At the same time, this also negates a previous thought of the author: could we achieve the same effect as large models by shrinking model size and increasing `seq_len`? The answer is likely no, because small models have RAM bottlenecks. To compensate for this using the "Hard Drive" of `seq_len`, one would need to provide sufficiently long CoT for every sample, which is harder than training the large model directly. If `seq_len` is increased through simple schemes like repetition, it brings no substantial benefit because no additional information is introduced.
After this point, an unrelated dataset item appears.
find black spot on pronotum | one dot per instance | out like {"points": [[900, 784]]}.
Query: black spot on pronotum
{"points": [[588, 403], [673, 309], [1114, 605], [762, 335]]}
However, if the increase in `seq_len` is achieved through prefix tuning, it might bridge the gap in space complexity because prefix parameters are not computed from the input sequence but are trained separately. This is equivalent to inserting extra "RAM sticks," thereby increasing the model's memory.

Final Summary

In this article, we examined Attention from the perspective of squared-complexity RNNs and discovered it has a constant space complexity bottleneck. This indicates that Attention does not essentially increase "memory" compared to RNNs; it only increases the amount of computation. The existence of this bottleneck suggests that Attention may face theoretical difficulties in length generalization for certain tasks (insufficient RAM). Guiding models to better utilize the dynamic "Hard Drive" provided by the `seq_len` dimension may be the key to solving this difficulty.